Second, the poem’s rhythm and meter are natural and free, not adhering to standard, traditional guidelines for poetic form, as Jahan Ramazani notes. The poem flows naturally, as if spoken by someone who is aspirationally laying out his plans to return to nature, to an unspoiled life, unmarred by the dirtiness of modern civilization. Freedom in form, liberty in expression, expansive in imagination. Are we describing Ralph Waldo Emerson, Walt Whitman, and Langston Hughes — or Yeats?

Third, the retreatant speaking in the poem hopes to be self-sufficient on the island. And he has plans to make this happen! Today, we might say he’s avant-garde in his environmental awareness, desiring to build an eco-friendly abode and live on a sustainable microfarm, in harmony with the beans and the bees. Self-reliance is the name of the game; he will both go back to his roots and create something new.

Fourth, the speaker in the poem echoes the declaration of the Prodigal Son, in the well-known parable, “I will arise, and will go” (Luke 15:18), as the Innisfree speaker plans his homecoming to the island: “I will arise and go now.” The speaker’s resolve to “arise and go” appears twice in the poem: in the oft-recited first line, and in the first line of the final stanza. The poem ends with this individual giving us the most concrete reference yet to his placement on the pavement, as he “stand[s] on the roadway, or on the pavements grey.” The island is always present to him, but only in a dream. He cannot combine the real and imagined worlds; he must live in one and only long for the other.

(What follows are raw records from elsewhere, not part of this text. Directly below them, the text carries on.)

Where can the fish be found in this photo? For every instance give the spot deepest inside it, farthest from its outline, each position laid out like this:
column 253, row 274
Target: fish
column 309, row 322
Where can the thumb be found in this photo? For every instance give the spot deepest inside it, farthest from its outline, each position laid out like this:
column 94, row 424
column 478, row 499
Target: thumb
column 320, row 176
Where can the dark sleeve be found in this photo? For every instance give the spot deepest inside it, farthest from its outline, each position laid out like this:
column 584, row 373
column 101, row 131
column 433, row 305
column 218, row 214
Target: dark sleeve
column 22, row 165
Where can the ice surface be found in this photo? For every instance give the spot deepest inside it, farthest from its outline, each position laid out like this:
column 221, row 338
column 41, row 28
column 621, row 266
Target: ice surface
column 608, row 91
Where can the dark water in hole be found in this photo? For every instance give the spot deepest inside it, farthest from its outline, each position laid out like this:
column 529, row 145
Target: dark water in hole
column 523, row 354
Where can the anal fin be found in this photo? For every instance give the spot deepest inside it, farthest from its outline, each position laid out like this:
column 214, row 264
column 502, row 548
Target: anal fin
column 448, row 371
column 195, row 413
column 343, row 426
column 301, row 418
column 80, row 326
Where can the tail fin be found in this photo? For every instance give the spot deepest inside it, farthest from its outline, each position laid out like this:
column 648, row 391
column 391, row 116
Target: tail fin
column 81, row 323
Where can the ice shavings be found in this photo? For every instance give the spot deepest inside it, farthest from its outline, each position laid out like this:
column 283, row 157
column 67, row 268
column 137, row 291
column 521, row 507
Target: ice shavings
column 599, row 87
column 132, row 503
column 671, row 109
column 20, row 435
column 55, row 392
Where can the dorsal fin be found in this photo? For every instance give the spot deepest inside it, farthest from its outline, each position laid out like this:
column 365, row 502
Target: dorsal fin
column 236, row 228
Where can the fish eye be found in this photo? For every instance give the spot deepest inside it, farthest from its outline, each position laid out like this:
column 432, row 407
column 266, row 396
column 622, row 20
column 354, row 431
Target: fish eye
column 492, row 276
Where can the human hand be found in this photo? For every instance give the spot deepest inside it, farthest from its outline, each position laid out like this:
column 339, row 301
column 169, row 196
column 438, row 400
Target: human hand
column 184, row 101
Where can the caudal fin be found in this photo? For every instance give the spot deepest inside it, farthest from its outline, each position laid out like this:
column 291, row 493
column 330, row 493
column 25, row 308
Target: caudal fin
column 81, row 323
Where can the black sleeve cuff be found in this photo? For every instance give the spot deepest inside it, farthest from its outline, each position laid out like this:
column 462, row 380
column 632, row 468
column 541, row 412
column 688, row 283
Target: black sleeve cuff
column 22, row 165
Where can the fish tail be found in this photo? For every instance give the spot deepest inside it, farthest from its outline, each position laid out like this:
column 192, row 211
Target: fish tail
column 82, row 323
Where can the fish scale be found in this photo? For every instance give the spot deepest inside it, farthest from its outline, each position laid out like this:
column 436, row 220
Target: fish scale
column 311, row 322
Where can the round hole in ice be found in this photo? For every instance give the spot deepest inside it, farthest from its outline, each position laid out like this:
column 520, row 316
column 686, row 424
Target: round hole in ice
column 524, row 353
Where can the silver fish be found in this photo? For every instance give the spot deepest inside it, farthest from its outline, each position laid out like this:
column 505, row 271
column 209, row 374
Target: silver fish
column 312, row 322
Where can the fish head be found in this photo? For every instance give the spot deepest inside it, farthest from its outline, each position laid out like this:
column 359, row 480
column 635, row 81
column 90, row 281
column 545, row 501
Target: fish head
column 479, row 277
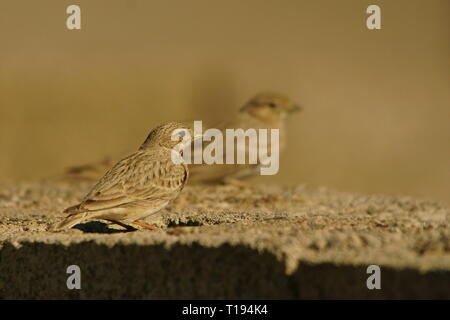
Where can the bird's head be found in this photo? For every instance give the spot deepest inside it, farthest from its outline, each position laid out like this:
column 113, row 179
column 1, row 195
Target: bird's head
column 170, row 134
column 270, row 106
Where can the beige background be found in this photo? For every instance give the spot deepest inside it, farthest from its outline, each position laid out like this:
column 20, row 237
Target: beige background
column 376, row 102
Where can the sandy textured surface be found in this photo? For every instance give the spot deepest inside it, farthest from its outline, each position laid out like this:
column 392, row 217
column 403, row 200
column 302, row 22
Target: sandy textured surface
column 228, row 242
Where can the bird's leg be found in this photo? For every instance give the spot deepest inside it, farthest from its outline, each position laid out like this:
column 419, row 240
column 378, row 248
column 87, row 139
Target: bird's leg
column 145, row 225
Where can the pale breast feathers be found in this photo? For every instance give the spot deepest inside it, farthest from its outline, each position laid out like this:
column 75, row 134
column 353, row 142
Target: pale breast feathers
column 141, row 176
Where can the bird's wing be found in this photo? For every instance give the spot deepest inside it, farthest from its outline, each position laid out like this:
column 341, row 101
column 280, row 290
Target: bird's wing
column 141, row 176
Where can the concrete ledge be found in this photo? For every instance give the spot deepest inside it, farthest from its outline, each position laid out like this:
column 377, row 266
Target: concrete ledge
column 266, row 242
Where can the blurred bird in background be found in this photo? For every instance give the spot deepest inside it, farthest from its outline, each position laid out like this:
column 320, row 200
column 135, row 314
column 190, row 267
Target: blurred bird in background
column 266, row 110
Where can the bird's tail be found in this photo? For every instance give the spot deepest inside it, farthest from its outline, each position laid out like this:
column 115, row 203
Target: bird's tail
column 74, row 217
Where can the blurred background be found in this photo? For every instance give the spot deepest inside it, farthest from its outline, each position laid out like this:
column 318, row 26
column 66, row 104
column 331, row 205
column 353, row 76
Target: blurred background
column 376, row 103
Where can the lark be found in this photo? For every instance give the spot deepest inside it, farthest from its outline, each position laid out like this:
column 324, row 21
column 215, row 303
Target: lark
column 139, row 185
column 266, row 110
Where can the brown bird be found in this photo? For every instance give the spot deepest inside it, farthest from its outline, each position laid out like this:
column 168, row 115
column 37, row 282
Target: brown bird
column 140, row 184
column 267, row 110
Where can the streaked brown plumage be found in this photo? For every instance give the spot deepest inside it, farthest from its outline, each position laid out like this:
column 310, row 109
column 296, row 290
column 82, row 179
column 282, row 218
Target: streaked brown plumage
column 266, row 110
column 138, row 185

I think it is significant to note that in the decades when this poem was written and first published, not only was the Irish cultural revival taking hold in Ireland itself, but its flames were being fanned by the Irish in America. Irish language classes and cultural societies had already gained a strong foothold by this time, following bold and grand schemes such as the Fenian Raids in Canada just a few years earlier. Perhaps Americans of Irish birth and descent would no longer be prodigal—the success of willing an Irish nation into existence would rely on buy-in from all its constituents, at home and abroad. Would they answer the call to arise and go?

Since this poem is based on a Walden-like notion, it is clear that the speaker seeks some sort of independence (the American impulse) and to forge his own path, in defiance of flawed contemporary conventions. The nationalistic references in this poem are coded, possibly because at this time, the nascent nation was so amorphous that being any more specific would have caused Yeats to fail in the expression of a universally Irish ideal.

But the seed was planted, and the bean rows would grow.

An American impulse, transformed by the Irish spirit. A masterful expression of the desire for freedom and a return to authenticity. Hopes and dreams, plans and action. The best of both sides of the Atlantic, all in a 12-line poem.